La arquitectura de nuestro Estado, diseñada en la Constitución, es clara. El Artículo 4 establece una separación de poderes (Legislativo, Ejecutivo y Judicial) y el Artículo 93 asigna al Congreso Nacional dos funciones primordiales en representación del pueblo: legislar y fiscalizar.
Sin embargo, mientras los debates legislativos ocupan las portadas, la segunda función, la fiscalización, pilar fundamental del equilibrio de poderes, se ha convertido en letra muerta. Esta omisión histórica es, quizás, la raíz más profunda de la corrupción administrativa que hoy calificamos de «sistémica».
No hablamos de una atribución secundaria. El Artículo 246 de la Carta Magna es contundente al erigir al Congreso en el «ente rector y central» del control sobre el patrimonio, los ingresos, los gastos y el uso de los fondos públicos.
Según este mandato, la Cámara de Cuentas y la Contraloría General están en un segundo y tercer plano, subordinadas a esta rectoría legislativa.
La realidad
La realidad es una desconexión total entre la norma y la práctica. Se postula un fracaso histórico (1844-2025) en el cumplimiento de este rol. En la gestión gubernamental actual (2020-2025), esta inacción persiste. Vemos un desfile de debates sobre el gasto y la deuda, pero el control estratégico, la fiscalización real sobre el destino de los fondos, brilla por su ausencia.
Es crucial hacer una aclaración de competencias: esta labor de control no compete al Poder Ejecutivo. La Presidencia de la República no puede, ni debe, ser el fiscalizador del Estado; esa es la antítesis del balance de poder.
La consecuencia directa de este vacío de poder fiscalizador es la corrupción estructural.
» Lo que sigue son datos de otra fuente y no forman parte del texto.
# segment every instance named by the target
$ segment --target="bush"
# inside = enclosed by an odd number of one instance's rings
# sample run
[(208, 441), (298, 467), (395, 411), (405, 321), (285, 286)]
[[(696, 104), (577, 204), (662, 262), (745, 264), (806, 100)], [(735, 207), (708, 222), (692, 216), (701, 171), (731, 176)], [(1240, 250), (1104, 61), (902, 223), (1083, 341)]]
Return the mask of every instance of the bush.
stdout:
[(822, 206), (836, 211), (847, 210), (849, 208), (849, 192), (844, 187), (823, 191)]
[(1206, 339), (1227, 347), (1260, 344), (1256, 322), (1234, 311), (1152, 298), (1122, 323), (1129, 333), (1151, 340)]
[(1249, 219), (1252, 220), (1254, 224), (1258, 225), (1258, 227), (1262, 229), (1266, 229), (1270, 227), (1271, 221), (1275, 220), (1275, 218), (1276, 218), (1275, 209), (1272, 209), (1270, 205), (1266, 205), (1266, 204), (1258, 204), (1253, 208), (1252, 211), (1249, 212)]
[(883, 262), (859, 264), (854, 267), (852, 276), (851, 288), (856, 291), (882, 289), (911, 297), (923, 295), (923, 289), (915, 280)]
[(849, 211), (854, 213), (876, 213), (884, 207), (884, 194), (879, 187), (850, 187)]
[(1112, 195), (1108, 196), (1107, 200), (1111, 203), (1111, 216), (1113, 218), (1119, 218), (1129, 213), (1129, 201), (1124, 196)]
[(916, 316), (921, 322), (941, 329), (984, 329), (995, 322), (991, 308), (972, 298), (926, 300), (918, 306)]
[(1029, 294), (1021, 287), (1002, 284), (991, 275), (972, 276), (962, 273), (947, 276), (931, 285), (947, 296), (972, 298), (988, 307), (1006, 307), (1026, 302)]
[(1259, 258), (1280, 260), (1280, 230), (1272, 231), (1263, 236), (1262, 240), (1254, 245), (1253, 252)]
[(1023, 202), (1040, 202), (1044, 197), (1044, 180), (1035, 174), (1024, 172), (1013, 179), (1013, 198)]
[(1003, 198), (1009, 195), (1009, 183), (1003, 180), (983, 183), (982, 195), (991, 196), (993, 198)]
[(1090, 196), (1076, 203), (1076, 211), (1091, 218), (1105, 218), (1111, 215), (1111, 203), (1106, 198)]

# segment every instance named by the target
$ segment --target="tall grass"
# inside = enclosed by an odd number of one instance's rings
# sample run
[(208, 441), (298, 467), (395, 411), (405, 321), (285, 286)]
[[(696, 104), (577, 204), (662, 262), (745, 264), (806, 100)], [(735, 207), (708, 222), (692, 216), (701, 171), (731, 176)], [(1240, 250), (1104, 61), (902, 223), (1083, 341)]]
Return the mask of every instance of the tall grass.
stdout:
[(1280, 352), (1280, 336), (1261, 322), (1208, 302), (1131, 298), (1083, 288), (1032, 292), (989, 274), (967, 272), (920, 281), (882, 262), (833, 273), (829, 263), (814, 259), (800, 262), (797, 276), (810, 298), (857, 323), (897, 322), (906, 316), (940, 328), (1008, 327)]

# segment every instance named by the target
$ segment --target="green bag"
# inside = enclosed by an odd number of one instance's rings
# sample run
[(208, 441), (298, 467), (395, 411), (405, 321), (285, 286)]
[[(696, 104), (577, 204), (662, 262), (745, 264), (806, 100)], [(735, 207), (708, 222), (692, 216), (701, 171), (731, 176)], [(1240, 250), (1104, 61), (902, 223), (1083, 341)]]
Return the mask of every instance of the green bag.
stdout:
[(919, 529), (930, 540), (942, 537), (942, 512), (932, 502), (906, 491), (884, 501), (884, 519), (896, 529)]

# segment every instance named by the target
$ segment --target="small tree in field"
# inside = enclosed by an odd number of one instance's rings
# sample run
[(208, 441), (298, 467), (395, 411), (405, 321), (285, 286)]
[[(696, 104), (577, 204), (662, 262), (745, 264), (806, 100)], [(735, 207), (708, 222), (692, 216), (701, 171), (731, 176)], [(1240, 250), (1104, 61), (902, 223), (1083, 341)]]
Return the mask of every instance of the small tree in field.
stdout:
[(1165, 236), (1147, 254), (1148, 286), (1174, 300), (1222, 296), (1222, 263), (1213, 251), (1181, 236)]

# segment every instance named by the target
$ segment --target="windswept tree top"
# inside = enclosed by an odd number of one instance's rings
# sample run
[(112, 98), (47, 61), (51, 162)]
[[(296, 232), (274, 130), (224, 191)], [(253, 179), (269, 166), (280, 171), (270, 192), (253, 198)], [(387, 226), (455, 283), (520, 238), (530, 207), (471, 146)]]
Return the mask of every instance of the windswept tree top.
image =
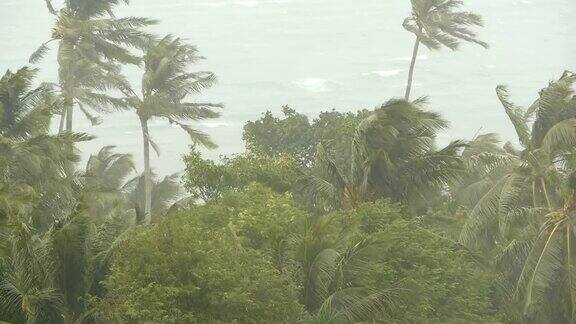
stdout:
[(471, 27), (482, 26), (482, 17), (468, 11), (459, 11), (461, 0), (411, 0), (412, 14), (404, 20), (404, 28), (416, 35), (429, 49), (442, 46), (458, 49), (461, 41), (488, 44), (477, 38)]
[(0, 136), (24, 139), (48, 130), (56, 102), (46, 88), (32, 87), (36, 72), (23, 67), (0, 79)]
[(145, 52), (142, 93), (139, 95), (133, 89), (126, 89), (127, 104), (136, 109), (140, 118), (166, 118), (186, 131), (193, 142), (215, 148), (206, 133), (183, 123), (216, 118), (220, 113), (214, 108), (223, 107), (219, 103), (193, 102), (190, 99), (191, 95), (199, 94), (216, 82), (212, 72), (189, 71), (192, 64), (204, 57), (199, 55), (196, 47), (172, 35), (160, 40), (150, 39)]

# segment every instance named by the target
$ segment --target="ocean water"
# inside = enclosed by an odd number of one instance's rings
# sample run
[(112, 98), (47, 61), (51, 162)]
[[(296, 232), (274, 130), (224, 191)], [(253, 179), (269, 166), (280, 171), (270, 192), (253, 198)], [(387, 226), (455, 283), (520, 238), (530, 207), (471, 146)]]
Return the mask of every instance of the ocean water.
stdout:
[[(54, 1), (55, 5), (62, 0)], [(17, 69), (54, 22), (42, 0), (1, 0), (0, 70)], [(148, 16), (171, 33), (195, 44), (207, 60), (197, 69), (216, 73), (218, 84), (197, 100), (222, 102), (218, 120), (200, 122), (220, 145), (205, 156), (243, 151), (242, 125), (266, 110), (288, 104), (311, 117), (320, 111), (372, 108), (401, 97), (413, 37), (402, 29), (409, 0), (133, 0), (118, 16)], [(414, 96), (429, 96), (430, 109), (451, 122), (440, 141), (469, 139), (478, 130), (514, 139), (514, 130), (495, 96), (506, 84), (515, 102), (528, 105), (537, 91), (564, 70), (576, 70), (576, 1), (468, 0), (481, 14), (480, 37), (490, 49), (465, 45), (452, 52), (420, 52)], [(41, 80), (56, 81), (52, 51), (39, 64)], [(139, 72), (128, 69), (134, 81)], [(134, 155), (142, 168), (142, 139), (133, 112), (105, 115), (91, 126), (76, 113), (75, 130), (97, 138), (81, 145), (84, 160), (105, 145)], [(159, 174), (183, 169), (187, 135), (167, 122), (151, 125), (160, 155)]]

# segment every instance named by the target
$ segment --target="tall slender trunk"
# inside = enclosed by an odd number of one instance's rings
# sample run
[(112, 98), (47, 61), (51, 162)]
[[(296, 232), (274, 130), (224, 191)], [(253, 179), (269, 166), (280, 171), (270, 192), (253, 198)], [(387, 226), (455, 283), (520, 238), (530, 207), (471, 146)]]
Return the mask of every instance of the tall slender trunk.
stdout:
[(536, 180), (532, 180), (532, 204), (534, 208), (538, 207), (538, 202), (536, 199)]
[(66, 109), (62, 110), (60, 114), (60, 125), (58, 126), (58, 134), (62, 134), (64, 131), (64, 122), (66, 121)]
[[(422, 29), (420, 29), (422, 31)], [(418, 58), (418, 48), (420, 47), (420, 37), (416, 36), (416, 41), (414, 42), (414, 50), (412, 50), (412, 61), (410, 62), (410, 71), (408, 72), (408, 83), (406, 84), (406, 94), (404, 99), (406, 101), (410, 100), (410, 91), (412, 91), (412, 80), (414, 79), (414, 67), (416, 66), (416, 60)]]
[(148, 131), (148, 119), (140, 116), (142, 138), (144, 142), (144, 223), (151, 220), (152, 210), (152, 170), (150, 169), (150, 133)]
[(72, 99), (66, 99), (65, 101), (65, 109), (66, 109), (66, 131), (72, 131), (72, 118), (73, 118), (73, 111), (74, 111), (74, 104)]
[(552, 202), (550, 200), (550, 196), (548, 196), (548, 188), (546, 186), (546, 180), (544, 180), (544, 178), (540, 178), (540, 183), (542, 184), (542, 192), (544, 192), (544, 198), (546, 199), (548, 209), (552, 210)]
[(570, 319), (571, 322), (574, 323), (574, 315), (576, 313), (576, 309), (574, 309), (574, 302), (576, 301), (576, 294), (574, 293), (574, 289), (571, 289), (574, 285), (573, 280), (574, 278), (572, 277), (572, 251), (571, 251), (571, 244), (572, 242), (570, 242), (570, 237), (572, 236), (571, 232), (573, 230), (573, 228), (571, 228), (571, 225), (566, 225), (566, 273), (568, 273), (568, 288), (570, 289), (570, 306), (572, 309), (570, 309)]

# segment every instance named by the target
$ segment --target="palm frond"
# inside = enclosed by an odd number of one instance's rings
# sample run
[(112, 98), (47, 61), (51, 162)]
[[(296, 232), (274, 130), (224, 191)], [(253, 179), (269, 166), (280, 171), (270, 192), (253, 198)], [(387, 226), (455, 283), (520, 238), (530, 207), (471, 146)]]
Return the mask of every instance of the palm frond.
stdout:
[(46, 8), (48, 8), (48, 12), (55, 15), (56, 10), (54, 9), (54, 6), (52, 6), (52, 1), (51, 0), (44, 0), (44, 1), (46, 1)]
[(36, 64), (40, 62), (42, 58), (44, 58), (44, 55), (46, 55), (48, 50), (49, 50), (48, 43), (43, 43), (42, 45), (40, 45), (40, 47), (38, 47), (38, 49), (34, 51), (34, 53), (32, 53), (32, 55), (30, 55), (28, 62), (31, 64)]
[(514, 105), (510, 101), (510, 94), (505, 86), (498, 86), (496, 88), (496, 94), (502, 103), (502, 106), (504, 106), (504, 110), (512, 122), (514, 129), (516, 130), (516, 134), (518, 135), (520, 143), (526, 147), (530, 142), (530, 131), (528, 129), (528, 125), (526, 124), (527, 121), (525, 118), (526, 113), (522, 110), (522, 108)]
[(570, 118), (552, 126), (542, 142), (542, 148), (554, 154), (571, 150), (576, 146), (576, 118)]

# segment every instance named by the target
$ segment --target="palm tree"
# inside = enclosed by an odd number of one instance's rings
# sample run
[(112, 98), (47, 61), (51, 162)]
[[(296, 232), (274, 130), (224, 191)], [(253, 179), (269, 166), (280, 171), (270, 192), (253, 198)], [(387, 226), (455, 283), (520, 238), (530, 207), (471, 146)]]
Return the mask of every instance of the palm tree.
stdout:
[(67, 0), (62, 9), (55, 10), (51, 1), (46, 0), (48, 10), (56, 17), (56, 24), (52, 38), (32, 54), (30, 62), (39, 61), (48, 51), (49, 43), (59, 43), (59, 84), (55, 87), (64, 100), (60, 132), (64, 125), (67, 131), (72, 131), (74, 106), (93, 124), (98, 124), (100, 119), (87, 107), (97, 112), (124, 108), (121, 100), (105, 92), (127, 86), (127, 81), (119, 74), (118, 64), (140, 63), (139, 57), (126, 47), (143, 47), (150, 36), (141, 28), (155, 21), (139, 17), (116, 18), (113, 10), (120, 2), (128, 3), (127, 0)]
[(38, 233), (15, 223), (0, 246), (0, 320), (91, 322), (89, 294), (101, 296), (109, 261), (127, 228), (121, 219), (95, 226), (82, 206)]
[(95, 220), (103, 221), (114, 212), (123, 212), (122, 189), (125, 179), (135, 171), (130, 154), (113, 153), (105, 146), (91, 155), (81, 175), (84, 203)]
[[(14, 177), (14, 162), (24, 153), (22, 143), (48, 131), (51, 110), (48, 91), (32, 89), (36, 70), (7, 71), (0, 78), (0, 220), (29, 215), (34, 190)], [(22, 154), (24, 155), (24, 154)], [(21, 179), (20, 179), (21, 180)]]
[(159, 41), (151, 40), (144, 56), (142, 93), (125, 91), (127, 104), (136, 111), (142, 128), (144, 141), (144, 177), (146, 221), (152, 211), (152, 170), (150, 167), (150, 146), (158, 153), (157, 145), (151, 140), (148, 121), (153, 118), (166, 119), (180, 126), (194, 143), (215, 148), (207, 134), (198, 131), (184, 121), (216, 118), (220, 114), (214, 108), (222, 104), (196, 103), (186, 101), (192, 94), (200, 93), (212, 86), (216, 78), (211, 72), (188, 72), (188, 67), (203, 59), (198, 50), (181, 39), (168, 35)]
[(435, 149), (436, 132), (447, 123), (424, 111), (425, 103), (391, 100), (363, 120), (352, 141), (348, 172), (320, 143), (314, 172), (299, 180), (304, 197), (320, 209), (348, 209), (381, 197), (414, 203), (444, 189), (462, 169), (457, 153), (463, 143)]
[(411, 0), (411, 3), (412, 14), (403, 23), (404, 28), (416, 36), (408, 72), (406, 100), (410, 100), (420, 43), (429, 50), (438, 50), (442, 46), (456, 50), (462, 41), (488, 48), (488, 44), (478, 40), (476, 33), (469, 29), (482, 26), (482, 18), (471, 12), (456, 11), (463, 5), (461, 0)]
[(54, 287), (49, 249), (33, 229), (20, 223), (2, 239), (0, 321), (57, 323), (64, 309)]
[(146, 221), (157, 221), (159, 217), (168, 211), (181, 195), (180, 181), (178, 174), (164, 177), (162, 181), (157, 181), (152, 174), (152, 185), (150, 186), (150, 215), (151, 219), (146, 220), (146, 177), (139, 175), (123, 186), (124, 206), (128, 210), (133, 210), (136, 216), (136, 224), (143, 224)]
[(358, 323), (382, 320), (401, 303), (401, 289), (374, 289), (354, 280), (367, 270), (377, 239), (352, 239), (342, 246), (343, 233), (334, 237), (336, 214), (306, 223), (303, 235), (290, 239), (296, 277), (302, 286), (301, 303), (312, 315), (307, 323)]
[(512, 143), (504, 145), (503, 151), (511, 164), (475, 200), (462, 232), (464, 243), (494, 244), (495, 237), (486, 236), (490, 228), (495, 228), (521, 203), (547, 209), (559, 206), (563, 179), (571, 173), (564, 168), (570, 167), (569, 153), (576, 144), (576, 100), (572, 94), (575, 80), (573, 73), (564, 73), (543, 89), (528, 109), (514, 105), (506, 87), (497, 87), (498, 98), (522, 148), (517, 149)]
[(79, 197), (119, 188), (126, 158), (104, 150), (106, 162), (92, 158), (79, 181), (74, 145), (89, 137), (47, 135), (61, 102), (32, 88), (34, 75), (22, 68), (0, 78), (0, 218), (9, 225), (0, 229), (0, 320), (82, 322), (125, 227), (118, 218), (96, 226)]
[(36, 74), (36, 69), (23, 67), (0, 79), (0, 136), (27, 139), (48, 131), (58, 102), (47, 88), (32, 88)]
[(564, 73), (528, 109), (497, 88), (522, 148), (505, 145), (512, 163), (476, 199), (460, 237), (471, 248), (498, 253), (508, 281), (504, 298), (518, 302), (523, 321), (576, 319), (575, 81)]
[(502, 147), (498, 136), (482, 134), (466, 143), (461, 154), (464, 164), (462, 177), (450, 188), (452, 200), (461, 207), (472, 209), (504, 175), (518, 165), (518, 153), (510, 143)]
[(0, 79), (0, 191), (16, 201), (34, 200), (37, 225), (47, 227), (72, 206), (73, 164), (79, 160), (74, 144), (90, 137), (47, 135), (61, 101), (46, 87), (32, 88), (35, 74), (34, 69), (22, 68)]

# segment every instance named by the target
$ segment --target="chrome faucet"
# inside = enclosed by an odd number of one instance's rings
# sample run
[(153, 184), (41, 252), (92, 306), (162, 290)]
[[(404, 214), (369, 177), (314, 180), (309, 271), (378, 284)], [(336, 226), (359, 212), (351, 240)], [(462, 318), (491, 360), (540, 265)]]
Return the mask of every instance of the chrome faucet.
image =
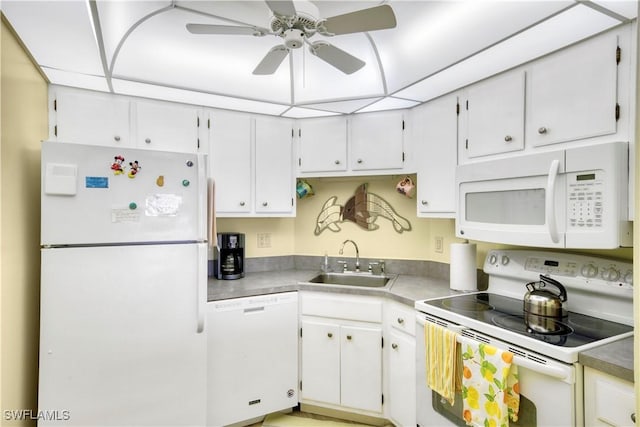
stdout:
[[(347, 243), (353, 243), (353, 247), (356, 248), (356, 273), (360, 272), (360, 250), (358, 250), (358, 245), (356, 245), (356, 242), (354, 242), (353, 240), (345, 240), (344, 242), (342, 242), (342, 246), (340, 247), (340, 255), (342, 255), (344, 253), (344, 245), (346, 245)], [(345, 264), (346, 267), (346, 264)]]

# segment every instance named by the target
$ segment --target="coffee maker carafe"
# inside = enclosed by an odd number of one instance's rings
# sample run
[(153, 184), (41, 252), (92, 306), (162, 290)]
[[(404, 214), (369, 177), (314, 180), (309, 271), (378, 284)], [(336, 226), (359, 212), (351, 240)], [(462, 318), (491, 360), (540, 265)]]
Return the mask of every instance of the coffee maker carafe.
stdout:
[(218, 251), (216, 278), (229, 280), (244, 277), (244, 234), (218, 233)]

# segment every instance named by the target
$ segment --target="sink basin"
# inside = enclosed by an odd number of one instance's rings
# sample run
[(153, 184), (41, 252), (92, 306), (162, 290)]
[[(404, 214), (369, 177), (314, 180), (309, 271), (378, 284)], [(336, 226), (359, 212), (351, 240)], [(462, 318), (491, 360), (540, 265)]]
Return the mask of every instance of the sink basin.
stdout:
[(378, 276), (369, 273), (321, 273), (311, 283), (325, 285), (363, 286), (366, 288), (382, 288), (391, 280), (390, 276)]

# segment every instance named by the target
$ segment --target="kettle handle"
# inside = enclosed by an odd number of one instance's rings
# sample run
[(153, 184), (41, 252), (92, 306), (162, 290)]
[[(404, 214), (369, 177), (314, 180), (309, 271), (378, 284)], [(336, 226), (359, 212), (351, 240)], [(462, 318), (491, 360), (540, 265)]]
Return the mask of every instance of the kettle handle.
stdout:
[(552, 279), (549, 276), (545, 276), (543, 274), (540, 275), (540, 280), (542, 281), (543, 284), (553, 285), (556, 288), (558, 288), (558, 290), (560, 291), (560, 294), (558, 295), (558, 298), (560, 298), (560, 301), (565, 302), (567, 300), (567, 289), (562, 285), (562, 283), (558, 282), (555, 279)]

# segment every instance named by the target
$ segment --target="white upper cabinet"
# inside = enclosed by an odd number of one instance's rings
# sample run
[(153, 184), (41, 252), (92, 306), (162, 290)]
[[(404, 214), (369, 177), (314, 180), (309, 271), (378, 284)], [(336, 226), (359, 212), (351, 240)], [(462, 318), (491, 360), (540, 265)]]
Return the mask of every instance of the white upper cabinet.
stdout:
[(255, 211), (295, 214), (293, 121), (255, 119)]
[(292, 121), (212, 110), (209, 123), (216, 214), (294, 215)]
[(102, 92), (50, 88), (50, 139), (91, 145), (129, 147), (131, 102)]
[(412, 111), (418, 216), (455, 216), (458, 108), (458, 94), (454, 93)]
[(351, 168), (354, 171), (397, 169), (404, 165), (402, 111), (351, 116)]
[(200, 150), (201, 109), (159, 101), (135, 103), (136, 146), (194, 153)]
[(465, 90), (467, 158), (524, 148), (525, 73), (491, 77)]
[(323, 117), (298, 121), (301, 173), (347, 170), (347, 120)]
[(293, 213), (293, 121), (257, 117), (255, 127), (256, 213)]
[(209, 127), (216, 212), (248, 214), (252, 209), (251, 116), (216, 111), (210, 114)]
[(616, 133), (617, 48), (618, 34), (609, 33), (531, 65), (527, 141), (541, 146)]

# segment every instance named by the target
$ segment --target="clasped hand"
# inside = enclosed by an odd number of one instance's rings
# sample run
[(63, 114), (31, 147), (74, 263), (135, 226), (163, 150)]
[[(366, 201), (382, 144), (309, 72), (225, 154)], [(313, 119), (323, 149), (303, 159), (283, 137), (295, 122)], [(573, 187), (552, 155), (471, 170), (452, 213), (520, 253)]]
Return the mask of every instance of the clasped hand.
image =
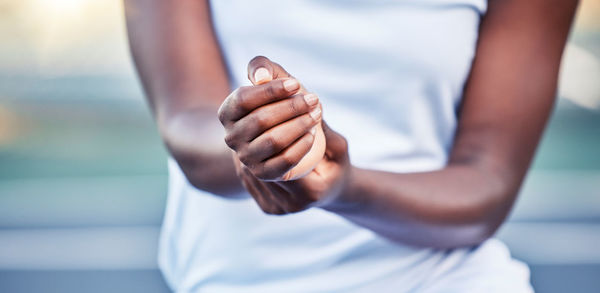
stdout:
[[(246, 190), (268, 214), (294, 213), (336, 200), (350, 178), (348, 146), (323, 121), (318, 97), (262, 56), (248, 64), (248, 78), (254, 85), (234, 90), (218, 111)], [(325, 154), (305, 176), (283, 180), (311, 149), (319, 123)]]

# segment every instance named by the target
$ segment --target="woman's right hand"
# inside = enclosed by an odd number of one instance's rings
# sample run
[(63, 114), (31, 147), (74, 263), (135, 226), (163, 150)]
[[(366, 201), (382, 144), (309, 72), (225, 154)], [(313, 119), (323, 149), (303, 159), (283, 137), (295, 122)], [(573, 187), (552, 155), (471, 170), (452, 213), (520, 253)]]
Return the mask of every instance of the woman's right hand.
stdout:
[(315, 94), (285, 77), (234, 90), (218, 117), (239, 160), (256, 177), (277, 180), (311, 149), (321, 107)]

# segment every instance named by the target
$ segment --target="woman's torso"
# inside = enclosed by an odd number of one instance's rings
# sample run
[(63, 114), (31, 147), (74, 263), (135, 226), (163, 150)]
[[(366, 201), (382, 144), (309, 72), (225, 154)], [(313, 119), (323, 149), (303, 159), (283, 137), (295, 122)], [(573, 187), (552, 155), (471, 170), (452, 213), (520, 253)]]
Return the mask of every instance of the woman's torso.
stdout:
[[(211, 5), (233, 87), (249, 84), (252, 57), (267, 56), (319, 95), (354, 165), (393, 172), (445, 165), (484, 0)], [(251, 199), (194, 189), (169, 165), (160, 264), (181, 291), (408, 292), (472, 255), (391, 243), (320, 209), (265, 215)], [(480, 254), (502, 249), (486, 247)]]

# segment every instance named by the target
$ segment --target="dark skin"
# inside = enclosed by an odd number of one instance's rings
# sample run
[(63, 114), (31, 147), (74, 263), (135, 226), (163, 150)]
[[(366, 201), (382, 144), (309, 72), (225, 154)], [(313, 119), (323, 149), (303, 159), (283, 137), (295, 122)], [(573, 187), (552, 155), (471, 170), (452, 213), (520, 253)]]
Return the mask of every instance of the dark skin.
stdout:
[[(394, 241), (452, 248), (487, 239), (510, 211), (554, 104), (577, 1), (489, 1), (450, 159), (403, 174), (352, 166), (343, 136), (308, 114), (320, 105), (304, 88), (285, 90), (295, 79), (267, 58), (250, 62), (249, 79), (263, 67), (273, 81), (231, 93), (207, 2), (125, 7), (160, 133), (193, 186), (228, 198), (247, 190), (266, 213), (322, 208)], [(327, 149), (317, 167), (274, 180), (308, 151), (318, 121)]]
Esta se ha arraigado por dos razones clave: primero, el incumplimiento flagrante del Congreso de su deber constitucional; y segundo, la inexistencia de una Ley del Régimen de Consecuencias.
Como bien reza el adagio, «la norma sin sanción es un poema». Este incumplimiento es posible porque no tiene castigo.
Para corregir estas distorsiones éticas y jurídicas, se plantean reformas de fondo, una verdadera reingeniería del Estado.
La tesis central es que, ante la ineficacia demostrada, la función de control debe ser traspasada del Congreso a un nuevo y autónomo «Poder Contralor». Esta nueva entidad de rango constitucional debería nacer de la fusión de la Cámara de Cuentas, la Contraloría General, la Dirección de Ética (DIGEIG) y las diversas superintendencias de control sectorial.
Paralelamente, el Congreso debe saldar su deuda legislativa y aprobar con urgencia tres piezas:
1. La Ley del Régimen de Gobierno, para definir el vacío que deja la Constitución.
2. La Ley del Régimen de Consecuencias.
3. La Ley de Responsabilidad Penal, Civil y Administrativa del Cuentandante.
Mientras estas reformas estructurales se debaten, la obligación constitucional del Congreso Nacional sigue intacta. No pueden esperar a que se cree un nuevo poder para cumplir con la ley.
Lograr una gestión pública ética, jurídica, eficiente y transparente es su responsabilidad directa, hoy. Sin un régimen de consecuencias, el Congreso opera en un cómodo vacío, sintiéndose liberado de su deber por la cultura del incumplimiento y el eventual olvido ciudadano. La deuda sigue creciendo.